La première se tenait le 3 juin 2012, dans la maison du père de l’Europe : Gilbert Rose, membre de l’Académie Nationale de Lorraine, ancien percussionniste de l’Orchestre National de Lorraine, se proposait de comparer les origines diverses des hymnes des pays de l’Union Européenne et d’évoquer succinctement la vie de leurs compositeurs. Le titre, « Ils n’ont pas fait que des hymnes », résumait de façon humoristique le propos du conférencier, puisque certains de ces hymnes n’ont pas d’auteurs connus -comme ceux d’origine populaire-, quand d’autres ont plusieurs pères putatifs, comme c’est le cas de l’hymne anglais, pour lequel sont évoqués les noms de John Bull, Henry Purcell, Marc-Antoine Charpentier et même Lully qu’Haendel se serait contenté de recopier. Plus curieux, la mélodie de cet hymne anglais a servi d’air national à la France de 1686 à 1792, à l’Allemagne de 1871 à 1918, et même à la Russie. Un avant-goût d’hymne européen peut-être. C’est donc à un voyage musical, en passant des hymnes folkloriques aux compositions savantes, éphémères ou pérennes, que nous invitait le conférencier dont le propos fut illustré par le violoncelliste Philippe Baudry, fondateur de l’ensemble de musique de chambre, le Salon de musique, accompagné par Kees de Visser au piano, qui a appartenu à Robert Schuman. C’est ainsi que l’on put entendre quelques mélodies rares du Français Rouget de Lisle, du Letton Kārlis Baumanis, auteur, en 1870, de l’hymne de son pays et de Dobri Hristov, grand spécialiste du folklore bulgare.
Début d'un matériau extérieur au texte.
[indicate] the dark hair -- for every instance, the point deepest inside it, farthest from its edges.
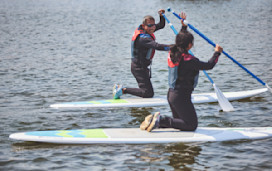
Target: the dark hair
(148, 17)
(183, 39)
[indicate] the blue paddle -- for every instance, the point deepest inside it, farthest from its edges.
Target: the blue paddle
(222, 100)
(225, 53)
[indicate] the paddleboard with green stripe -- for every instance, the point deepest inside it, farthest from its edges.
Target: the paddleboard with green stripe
(159, 101)
(137, 136)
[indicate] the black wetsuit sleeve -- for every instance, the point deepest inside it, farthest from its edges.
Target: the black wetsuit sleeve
(196, 64)
(150, 43)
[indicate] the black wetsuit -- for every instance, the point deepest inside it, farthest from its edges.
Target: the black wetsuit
(143, 49)
(180, 91)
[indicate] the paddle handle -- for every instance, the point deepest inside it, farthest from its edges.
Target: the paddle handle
(225, 53)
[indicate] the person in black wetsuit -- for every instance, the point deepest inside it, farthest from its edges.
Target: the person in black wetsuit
(183, 74)
(143, 48)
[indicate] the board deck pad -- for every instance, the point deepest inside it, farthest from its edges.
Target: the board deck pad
(137, 136)
(157, 101)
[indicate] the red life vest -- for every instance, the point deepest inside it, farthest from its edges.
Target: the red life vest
(139, 31)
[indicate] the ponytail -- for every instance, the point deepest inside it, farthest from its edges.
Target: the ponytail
(183, 39)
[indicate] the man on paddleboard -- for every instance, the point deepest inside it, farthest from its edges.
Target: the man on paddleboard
(143, 48)
(183, 74)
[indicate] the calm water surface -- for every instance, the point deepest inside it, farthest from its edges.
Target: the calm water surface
(70, 50)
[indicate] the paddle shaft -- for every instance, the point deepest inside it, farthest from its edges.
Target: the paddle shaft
(213, 44)
(175, 31)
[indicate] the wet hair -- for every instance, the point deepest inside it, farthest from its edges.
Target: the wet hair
(148, 17)
(183, 39)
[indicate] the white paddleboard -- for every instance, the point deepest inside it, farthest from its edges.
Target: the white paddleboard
(137, 136)
(150, 102)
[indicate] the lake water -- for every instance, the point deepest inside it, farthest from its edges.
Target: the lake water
(72, 50)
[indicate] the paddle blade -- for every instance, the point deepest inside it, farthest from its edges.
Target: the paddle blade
(222, 100)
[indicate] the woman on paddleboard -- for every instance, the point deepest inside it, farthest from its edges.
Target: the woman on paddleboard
(143, 48)
(183, 75)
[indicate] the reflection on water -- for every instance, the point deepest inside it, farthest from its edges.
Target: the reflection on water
(178, 155)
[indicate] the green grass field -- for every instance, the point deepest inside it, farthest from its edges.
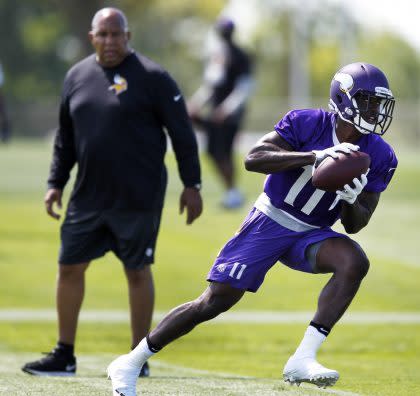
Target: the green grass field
(217, 358)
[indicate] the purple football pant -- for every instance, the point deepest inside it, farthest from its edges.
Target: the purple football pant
(258, 245)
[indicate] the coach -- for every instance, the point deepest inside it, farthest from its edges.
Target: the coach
(114, 108)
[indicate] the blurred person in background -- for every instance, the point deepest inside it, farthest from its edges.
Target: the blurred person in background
(115, 105)
(4, 118)
(291, 223)
(226, 87)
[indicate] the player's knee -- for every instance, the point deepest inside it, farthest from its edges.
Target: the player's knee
(211, 305)
(71, 273)
(356, 268)
(139, 277)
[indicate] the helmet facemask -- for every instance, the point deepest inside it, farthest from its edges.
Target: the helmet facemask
(373, 111)
(360, 95)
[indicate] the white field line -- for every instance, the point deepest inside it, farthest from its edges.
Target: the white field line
(188, 370)
(267, 317)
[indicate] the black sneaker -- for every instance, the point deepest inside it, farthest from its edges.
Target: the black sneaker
(56, 363)
(145, 371)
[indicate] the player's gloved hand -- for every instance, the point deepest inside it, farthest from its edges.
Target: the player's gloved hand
(350, 194)
(332, 152)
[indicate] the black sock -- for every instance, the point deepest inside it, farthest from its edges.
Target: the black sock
(321, 328)
(67, 349)
(153, 348)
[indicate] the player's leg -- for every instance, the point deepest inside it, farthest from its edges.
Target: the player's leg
(82, 240)
(141, 296)
(69, 298)
(216, 299)
(135, 234)
(241, 265)
(348, 263)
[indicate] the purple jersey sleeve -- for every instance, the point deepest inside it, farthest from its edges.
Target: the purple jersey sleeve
(298, 127)
(383, 163)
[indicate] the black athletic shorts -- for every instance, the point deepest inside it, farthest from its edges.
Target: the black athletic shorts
(131, 235)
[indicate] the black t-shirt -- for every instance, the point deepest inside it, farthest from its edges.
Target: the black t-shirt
(237, 64)
(112, 124)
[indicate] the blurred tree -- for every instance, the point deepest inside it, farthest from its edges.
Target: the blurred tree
(41, 39)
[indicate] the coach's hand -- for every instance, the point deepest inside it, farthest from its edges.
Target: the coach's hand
(53, 195)
(191, 199)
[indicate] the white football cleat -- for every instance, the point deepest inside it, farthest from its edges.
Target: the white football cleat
(309, 370)
(123, 376)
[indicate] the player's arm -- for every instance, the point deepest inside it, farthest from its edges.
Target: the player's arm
(63, 160)
(173, 115)
(356, 216)
(273, 154)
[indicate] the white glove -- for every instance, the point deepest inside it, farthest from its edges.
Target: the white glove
(332, 152)
(349, 194)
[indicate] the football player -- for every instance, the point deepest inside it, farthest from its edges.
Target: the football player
(291, 222)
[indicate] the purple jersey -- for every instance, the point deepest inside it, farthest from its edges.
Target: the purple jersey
(292, 190)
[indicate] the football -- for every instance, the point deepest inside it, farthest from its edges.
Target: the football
(334, 173)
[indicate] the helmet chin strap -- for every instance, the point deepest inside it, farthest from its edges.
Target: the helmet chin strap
(358, 125)
(362, 126)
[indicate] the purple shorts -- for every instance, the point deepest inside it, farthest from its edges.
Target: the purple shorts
(258, 245)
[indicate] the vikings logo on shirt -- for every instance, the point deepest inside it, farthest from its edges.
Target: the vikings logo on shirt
(120, 85)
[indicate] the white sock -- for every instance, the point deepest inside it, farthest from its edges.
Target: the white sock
(138, 356)
(310, 343)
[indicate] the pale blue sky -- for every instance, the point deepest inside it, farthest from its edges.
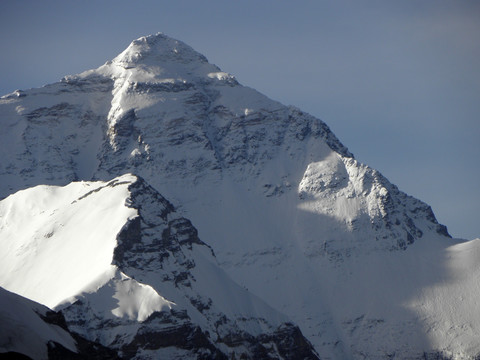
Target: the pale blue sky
(397, 81)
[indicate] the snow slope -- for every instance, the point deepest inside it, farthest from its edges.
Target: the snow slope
(364, 269)
(23, 330)
(123, 267)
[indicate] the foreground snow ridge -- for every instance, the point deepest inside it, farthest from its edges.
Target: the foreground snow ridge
(339, 254)
(182, 304)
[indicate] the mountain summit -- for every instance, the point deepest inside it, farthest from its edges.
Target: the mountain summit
(362, 268)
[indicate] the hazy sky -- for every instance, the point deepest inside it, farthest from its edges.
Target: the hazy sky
(397, 81)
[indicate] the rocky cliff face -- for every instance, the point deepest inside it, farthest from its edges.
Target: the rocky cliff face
(288, 211)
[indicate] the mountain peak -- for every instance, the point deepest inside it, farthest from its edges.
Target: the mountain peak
(157, 49)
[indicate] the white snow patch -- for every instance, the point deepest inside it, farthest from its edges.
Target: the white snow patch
(137, 301)
(56, 241)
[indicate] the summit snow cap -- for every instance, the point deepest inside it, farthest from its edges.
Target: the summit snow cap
(159, 59)
(158, 48)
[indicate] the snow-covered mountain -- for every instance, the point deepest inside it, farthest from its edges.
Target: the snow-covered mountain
(126, 271)
(363, 269)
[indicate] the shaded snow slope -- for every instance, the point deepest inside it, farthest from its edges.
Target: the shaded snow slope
(289, 212)
(23, 330)
(123, 267)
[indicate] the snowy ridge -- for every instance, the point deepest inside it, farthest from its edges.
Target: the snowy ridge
(365, 270)
(144, 273)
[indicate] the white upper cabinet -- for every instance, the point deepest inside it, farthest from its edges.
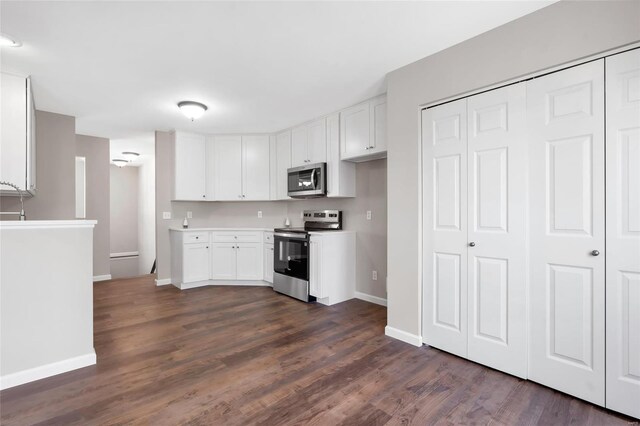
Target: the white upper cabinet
(17, 125)
(227, 169)
(241, 168)
(363, 131)
(309, 143)
(283, 162)
(299, 146)
(189, 167)
(255, 167)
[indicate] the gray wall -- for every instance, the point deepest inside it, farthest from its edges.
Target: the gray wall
(96, 152)
(559, 33)
(124, 219)
(55, 170)
(371, 235)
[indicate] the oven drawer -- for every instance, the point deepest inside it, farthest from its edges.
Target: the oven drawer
(196, 237)
(237, 237)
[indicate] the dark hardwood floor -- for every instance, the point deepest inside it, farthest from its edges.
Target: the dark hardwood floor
(245, 355)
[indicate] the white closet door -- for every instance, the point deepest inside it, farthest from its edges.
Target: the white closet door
(444, 144)
(497, 229)
(565, 116)
(623, 232)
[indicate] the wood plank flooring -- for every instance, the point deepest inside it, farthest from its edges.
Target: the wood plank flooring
(246, 355)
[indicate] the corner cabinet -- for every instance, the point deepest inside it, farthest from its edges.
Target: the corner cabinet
(332, 270)
(17, 135)
(363, 131)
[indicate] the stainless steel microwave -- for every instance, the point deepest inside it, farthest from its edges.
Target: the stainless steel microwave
(308, 181)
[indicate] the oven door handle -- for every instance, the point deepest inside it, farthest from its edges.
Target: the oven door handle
(294, 236)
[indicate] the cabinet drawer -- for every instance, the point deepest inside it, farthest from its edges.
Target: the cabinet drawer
(237, 237)
(196, 237)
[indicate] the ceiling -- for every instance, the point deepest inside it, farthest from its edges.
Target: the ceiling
(121, 67)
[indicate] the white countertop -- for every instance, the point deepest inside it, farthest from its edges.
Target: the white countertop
(176, 229)
(44, 224)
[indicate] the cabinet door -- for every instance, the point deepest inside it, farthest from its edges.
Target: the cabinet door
(317, 141)
(255, 167)
(623, 233)
(378, 125)
(223, 261)
(228, 168)
(283, 162)
(249, 261)
(196, 262)
(565, 124)
(190, 165)
(315, 267)
(496, 264)
(268, 263)
(355, 131)
(13, 125)
(444, 146)
(299, 146)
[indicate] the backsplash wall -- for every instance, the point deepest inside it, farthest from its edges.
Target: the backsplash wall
(371, 194)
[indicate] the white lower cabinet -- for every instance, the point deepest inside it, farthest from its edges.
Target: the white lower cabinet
(268, 263)
(332, 272)
(223, 261)
(206, 257)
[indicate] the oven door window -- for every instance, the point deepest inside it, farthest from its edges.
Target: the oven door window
(305, 180)
(291, 257)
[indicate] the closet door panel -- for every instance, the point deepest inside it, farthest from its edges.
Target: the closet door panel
(565, 125)
(497, 229)
(444, 143)
(623, 232)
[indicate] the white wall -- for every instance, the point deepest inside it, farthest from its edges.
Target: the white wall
(562, 32)
(146, 216)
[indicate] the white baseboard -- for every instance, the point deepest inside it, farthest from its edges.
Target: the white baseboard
(101, 277)
(164, 281)
(369, 298)
(47, 370)
(409, 338)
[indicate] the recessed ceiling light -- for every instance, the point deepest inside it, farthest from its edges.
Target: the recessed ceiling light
(130, 155)
(8, 41)
(192, 109)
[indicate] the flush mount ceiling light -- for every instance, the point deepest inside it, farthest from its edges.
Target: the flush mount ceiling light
(119, 162)
(192, 109)
(130, 155)
(8, 41)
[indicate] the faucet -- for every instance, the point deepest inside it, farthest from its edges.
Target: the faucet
(17, 188)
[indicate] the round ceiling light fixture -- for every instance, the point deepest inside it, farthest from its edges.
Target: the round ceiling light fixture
(8, 41)
(130, 155)
(119, 162)
(192, 109)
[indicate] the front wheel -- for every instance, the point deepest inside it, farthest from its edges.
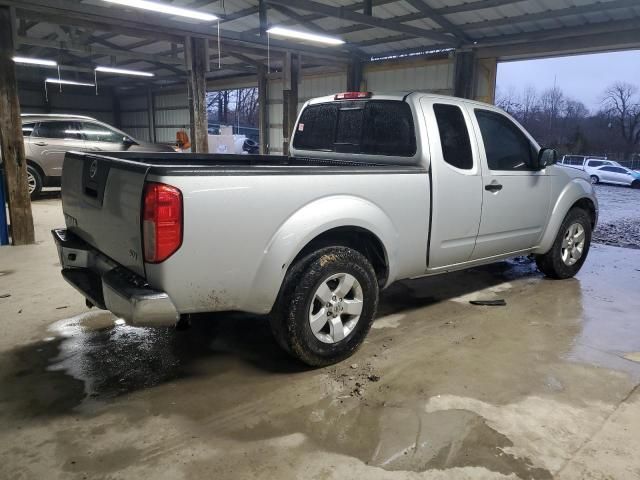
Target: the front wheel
(326, 306)
(570, 248)
(34, 182)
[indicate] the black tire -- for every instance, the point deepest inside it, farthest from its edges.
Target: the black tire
(35, 181)
(290, 321)
(551, 263)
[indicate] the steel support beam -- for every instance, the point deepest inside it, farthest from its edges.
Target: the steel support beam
(339, 12)
(464, 75)
(14, 162)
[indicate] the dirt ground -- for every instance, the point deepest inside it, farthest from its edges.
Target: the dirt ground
(545, 387)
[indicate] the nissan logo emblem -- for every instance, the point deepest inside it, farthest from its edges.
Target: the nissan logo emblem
(93, 169)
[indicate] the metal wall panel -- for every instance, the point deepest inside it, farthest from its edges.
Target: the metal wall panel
(133, 102)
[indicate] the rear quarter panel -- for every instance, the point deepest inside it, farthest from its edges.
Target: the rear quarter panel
(242, 232)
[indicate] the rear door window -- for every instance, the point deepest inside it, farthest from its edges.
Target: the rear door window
(27, 129)
(94, 132)
(454, 136)
(316, 128)
(382, 127)
(58, 130)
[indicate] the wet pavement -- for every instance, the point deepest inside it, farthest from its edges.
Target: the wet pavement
(544, 387)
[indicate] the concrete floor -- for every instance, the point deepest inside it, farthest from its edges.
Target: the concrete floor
(546, 387)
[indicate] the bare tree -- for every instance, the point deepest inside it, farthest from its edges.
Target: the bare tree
(622, 104)
(552, 104)
(508, 100)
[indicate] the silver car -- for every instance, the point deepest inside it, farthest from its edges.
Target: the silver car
(617, 175)
(47, 137)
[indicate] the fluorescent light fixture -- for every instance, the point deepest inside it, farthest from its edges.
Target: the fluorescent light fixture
(89, 132)
(312, 37)
(68, 82)
(123, 71)
(164, 8)
(35, 61)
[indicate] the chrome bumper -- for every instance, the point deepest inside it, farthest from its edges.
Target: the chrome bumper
(110, 286)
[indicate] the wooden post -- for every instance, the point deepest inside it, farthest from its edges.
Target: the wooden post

Le 10 juin 2012, dans la chapelle St Quentin de Scy-Chazelles, le concert-conférence, « À l’origine des hymnes », ramenait l’auditeur à la naissance de l’hymne chrétien dans l’Occident latin. Gérard Nauroy, ancien Président de l’Université Paul Verlaine de Metz, membre titulaire de l’Académie Nationale de Metz, grand spécialiste d’Ambroise de Milan, rappela le rôle joué par ce dernier pour imposer la pratique de l’hymne, d’origine païenne, dans la liturgie chrétienne du IVe siècle, notamment dans son combat contre l’arianisme. Dans les deux siècles qui suivirent, on écrivit des hymnes « à la manière d’Ambroise », à la fois prières, célébrations des grandes fêtes liturgiques, exaltations des saints martyrs. L’ensemble vocal a capella, La Scola Metensis, interpréta deux hymnes d’Ambroise de Milan, suivis par d’autres exemples couvrant les siècles allant du VIe au XVIe siècle, dont le célèbre Veni creator. Ce concert, sous la direction de Marie-Reine Demollière, était d’autant plus émouvant qu’il se déroulait au lendemain de l’inhumation du fondateur, avec son épouse, de cet ensemble, Christian-Jacques Demollière, membre de l’Académie nationale de Metz.

Signalons la publication, à l’occasion de cette exposition à la maison de Robert Schuman, d’un recueil d’articles signés par différents spécialistes, dont les deux conférenciers, sur l’Europe en hymnes. Des hymnes nationaux à l’hymne européen. Une façon aussi agréable qu’instructive pour réviser l’histoire européenne depuis ses origines gréco-latines jusqu’à nos jours.